# Similar Questions Retrieval - Milvus - CAGRA-HNSW

This notebook is inspired by the [similar search example of Sentence-Transformers](https://www.sbert.net/examples/applications/semantic-search/README.html#similar-questions-retrieval), and adapted to be used with [Milvus](https://milvus.io) and [cuVS](https://rapids.ai/cuvs/).

The model was pre-trained on the [Natural Questions dataset](https://ai.google.com/research/NaturalQuestions). It consists of about 100k real Google search queries, together with an annotated passage from Wikipedia that provides the answer. It is an example of an asymmetric search task. As corpus, we use the smaller [Simple English Wikipedia](http://sbert.net/datasets/simplewiki-2020-11-01.jsonl.gz) so that it fits easily into memory.

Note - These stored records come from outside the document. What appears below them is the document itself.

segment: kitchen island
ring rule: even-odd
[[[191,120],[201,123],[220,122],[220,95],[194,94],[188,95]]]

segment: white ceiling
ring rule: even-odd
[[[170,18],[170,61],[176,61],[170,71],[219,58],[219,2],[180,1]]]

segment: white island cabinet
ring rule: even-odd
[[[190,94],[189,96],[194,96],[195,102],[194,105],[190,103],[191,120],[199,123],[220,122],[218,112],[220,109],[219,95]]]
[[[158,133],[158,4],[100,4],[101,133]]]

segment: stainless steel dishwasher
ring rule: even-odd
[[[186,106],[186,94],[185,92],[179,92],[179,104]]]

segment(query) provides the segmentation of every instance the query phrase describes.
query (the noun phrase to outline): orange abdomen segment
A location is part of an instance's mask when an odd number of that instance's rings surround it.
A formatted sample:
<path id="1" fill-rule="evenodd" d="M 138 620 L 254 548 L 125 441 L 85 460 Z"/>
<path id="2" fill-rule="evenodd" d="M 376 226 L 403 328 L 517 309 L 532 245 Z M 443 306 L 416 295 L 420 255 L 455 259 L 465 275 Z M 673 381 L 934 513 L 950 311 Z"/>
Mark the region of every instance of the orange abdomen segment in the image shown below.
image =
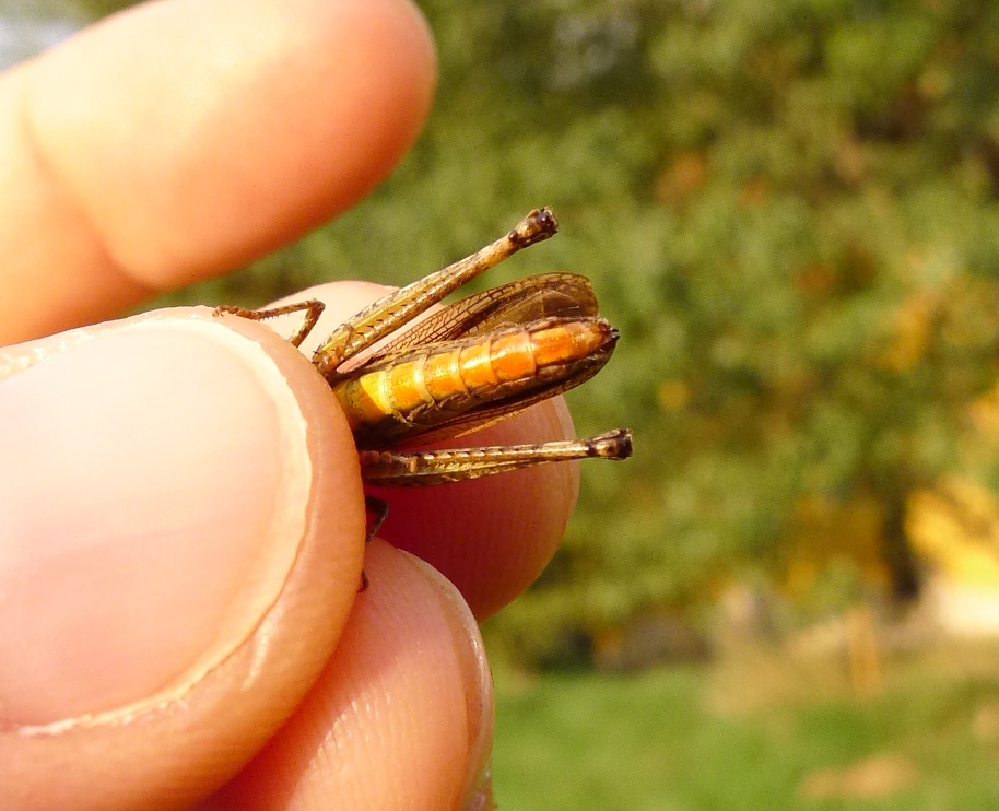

The steps to install the latest Milvus package are available in the [Milvus documentation](https://milvus.io/docs/quickstart.md).

In [None]:
!pip install sentence_transformers torch pymilvus pymilvus[bulk_writer] dask dask[distributed]

# Note: if you have a Hopper based GPU, like an H100, use these to install:
# pip install torch --index-url https://download.pytorch.org/whl/cu118
# pip install sentence_transformers

In [None]:
!nvidia-smi

In [None]:
import dask.array as da
import gzip
import json
import math
import numpy as np
import os
import pymilvus
import time
import torch

from minio import Minio
from multiprocessing import Process
from sentence_transformers import SentenceTransformer, CrossEncoder, util
from typing import List


from pymilvus import (
    connections, utility
)
from pymilvus.bulk_writer import LocalBulkWriter, BulkFileType  # pip install pymilvus[bulk_writer]

if not torch.cuda.is_available():
  print("Warning: No GPU found. Please add GPU to your notebook")

# Setup Milvus Collection

In [None]:
DIM = 768
MILVUS_PORT = 30004
MILVUS_HOST = f"http://localhost:{MILVUS_PORT}"
ID_FIELD="id"
EMBEDDING_FIELD="embedding"

collection_name = "simple_wiki"

def get_milvus_client():
    return pymilvus.MilvusClient(uri=MILVUS_HOST)

client = get_milvus_client()

fields = [
    pymilvus.FieldSchema(name=ID_FIELD, dtype=pymilvus.DataType.INT64, is_primary=True),
    pymilvus.FieldSchema(name=EMBEDDING_FIELD, dtype=pymilvus.DataType.FLOAT_VECTOR, dim=DIM)
]

schema = pymilvus.CollectionSchema(fields)
schema.verify()

if collection_name in client.list_collections():
    print(f"Collection '{collection_name}' already exists. Deleting collection...")
    client.drop_collection(collection_name)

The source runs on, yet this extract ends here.